Town of Grifton
528 Queen Street 
P.O. Box 579
Grifton, NC 28530
(252) 524-5168
 

 

Mattie Dixon


Mattie J. Caple Dixon was born in 1903 in Grifton and attended school in the building that is now the Grifton Historical Museum. She was inspired by a teacher who said that one should always set a good example because you never knew how much what you said or did might influence another person.

Mattie attended Tar River Institute in Greenville and Elizabeth City State Teachers College, was certified as a teacher in 1928, and taught for nine years. She also was a teacher’s aide for 2-1/2 years, and after her husband died she raised her two daughters and several grandchildren by doing domestic work.

She was a strong leader in the black community and in the Grifton Chapel Free Will Baptist Church, and a strong advocate of the importance of working to attain a good education. In the early 1970’s just after integration when outside agitators tried to stir up racial conflict in Eastern North Carolina, Mattie refused to let “outsiders” tell her how to act and her leadership helped keep Grifton calm.

In 1971 a vacant lot on Gordon and Main Streets was developed as a Minipark and named “Mattie’s Minipark” in honor of Mattie who had first suggested the need for a place for children in her area of town to play.
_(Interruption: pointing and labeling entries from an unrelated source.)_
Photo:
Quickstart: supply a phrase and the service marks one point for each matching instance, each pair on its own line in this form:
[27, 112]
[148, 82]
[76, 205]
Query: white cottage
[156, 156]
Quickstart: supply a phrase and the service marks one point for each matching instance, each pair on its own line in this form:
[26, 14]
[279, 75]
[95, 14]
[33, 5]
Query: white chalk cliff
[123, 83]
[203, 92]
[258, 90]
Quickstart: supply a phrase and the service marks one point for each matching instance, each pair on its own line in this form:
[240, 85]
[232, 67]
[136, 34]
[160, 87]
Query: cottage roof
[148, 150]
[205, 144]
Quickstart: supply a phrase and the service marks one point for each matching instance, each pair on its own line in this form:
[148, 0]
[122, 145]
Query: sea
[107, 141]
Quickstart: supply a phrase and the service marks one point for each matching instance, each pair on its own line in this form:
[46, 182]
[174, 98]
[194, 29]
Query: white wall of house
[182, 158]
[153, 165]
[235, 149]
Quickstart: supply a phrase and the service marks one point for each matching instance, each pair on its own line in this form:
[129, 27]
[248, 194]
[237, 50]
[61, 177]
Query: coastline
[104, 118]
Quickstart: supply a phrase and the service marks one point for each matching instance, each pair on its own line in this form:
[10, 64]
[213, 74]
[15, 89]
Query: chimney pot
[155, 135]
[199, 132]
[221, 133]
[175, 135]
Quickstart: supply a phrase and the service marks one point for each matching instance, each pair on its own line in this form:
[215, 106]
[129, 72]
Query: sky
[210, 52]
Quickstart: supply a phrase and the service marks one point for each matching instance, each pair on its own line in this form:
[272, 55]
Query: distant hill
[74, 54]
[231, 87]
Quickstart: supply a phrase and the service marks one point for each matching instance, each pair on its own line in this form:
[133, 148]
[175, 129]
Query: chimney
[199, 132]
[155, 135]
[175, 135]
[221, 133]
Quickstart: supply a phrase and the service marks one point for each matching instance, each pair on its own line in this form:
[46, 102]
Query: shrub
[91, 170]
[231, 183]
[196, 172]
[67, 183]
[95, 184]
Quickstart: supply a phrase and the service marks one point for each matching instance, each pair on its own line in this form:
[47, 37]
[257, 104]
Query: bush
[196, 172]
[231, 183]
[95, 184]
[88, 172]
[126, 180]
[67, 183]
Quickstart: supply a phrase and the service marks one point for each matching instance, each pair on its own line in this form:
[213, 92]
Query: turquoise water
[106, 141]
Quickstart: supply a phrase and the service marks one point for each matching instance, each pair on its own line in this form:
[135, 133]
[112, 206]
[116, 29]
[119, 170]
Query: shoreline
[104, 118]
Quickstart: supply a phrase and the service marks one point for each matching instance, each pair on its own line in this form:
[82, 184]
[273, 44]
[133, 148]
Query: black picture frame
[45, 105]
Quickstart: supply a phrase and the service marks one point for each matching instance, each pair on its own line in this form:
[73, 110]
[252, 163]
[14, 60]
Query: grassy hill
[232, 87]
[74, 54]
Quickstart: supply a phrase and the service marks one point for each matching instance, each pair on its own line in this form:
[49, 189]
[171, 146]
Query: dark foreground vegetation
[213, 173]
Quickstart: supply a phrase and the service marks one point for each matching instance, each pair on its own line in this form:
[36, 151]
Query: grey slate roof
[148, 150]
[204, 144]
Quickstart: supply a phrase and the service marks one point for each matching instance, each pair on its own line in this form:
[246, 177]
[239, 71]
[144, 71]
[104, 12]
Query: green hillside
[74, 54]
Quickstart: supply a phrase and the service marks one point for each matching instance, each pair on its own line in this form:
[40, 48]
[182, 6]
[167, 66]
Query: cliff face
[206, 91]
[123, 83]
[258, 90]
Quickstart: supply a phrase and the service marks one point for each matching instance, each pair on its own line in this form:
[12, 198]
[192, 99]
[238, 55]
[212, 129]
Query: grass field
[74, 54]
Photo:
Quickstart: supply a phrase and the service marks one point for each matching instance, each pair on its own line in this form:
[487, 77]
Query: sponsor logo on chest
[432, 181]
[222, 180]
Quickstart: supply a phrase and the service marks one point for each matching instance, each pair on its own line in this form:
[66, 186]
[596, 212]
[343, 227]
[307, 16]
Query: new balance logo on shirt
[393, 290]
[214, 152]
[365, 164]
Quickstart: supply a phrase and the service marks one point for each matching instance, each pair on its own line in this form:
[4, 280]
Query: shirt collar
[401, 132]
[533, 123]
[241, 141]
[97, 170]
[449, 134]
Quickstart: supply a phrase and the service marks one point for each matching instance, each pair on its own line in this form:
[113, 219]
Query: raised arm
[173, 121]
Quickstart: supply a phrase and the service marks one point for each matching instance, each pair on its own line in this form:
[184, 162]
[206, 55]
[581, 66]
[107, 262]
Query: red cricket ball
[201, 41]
In 1974 she was honored as one of five outstanding Pitt County women invited to appear on a panel “Then and Now: Pitt County Women Through 200 Years” as part of the City of
Greenville’s celebration marking the city’s 200th birthday.

In 1976 she was named a Girl Scout “Hidden Heroine” by Brownie Scout Troop 36 of Grifton and included in a scroll at Girl Scout national headquarters of women who had made a significant contribution to the quality of life in their communities.

She was a charter member of the Grifton Historical Museum committee in 1976 and that year gave a brief address prior to the Shad Festival parade as a representative of Grifton citizens age 70 and older who were honored at that year’s festival in celebration of the Bicentennial.

She was selected as Outstanding Citizen of Grifton for 1976 by the Grit ton Chamber of Commerce for her civic consciousness over half a century and her leadership in bringing races together and getting people to work together for a better Grifton.

Her views on the importance of the races working together are summed up in a statement she made in a newspaper interview around 1979 or 1980, referring to community cooperation across racial and economic lines in Grifton: “When we work together, we throw away the color of the skin and look at the person inside.”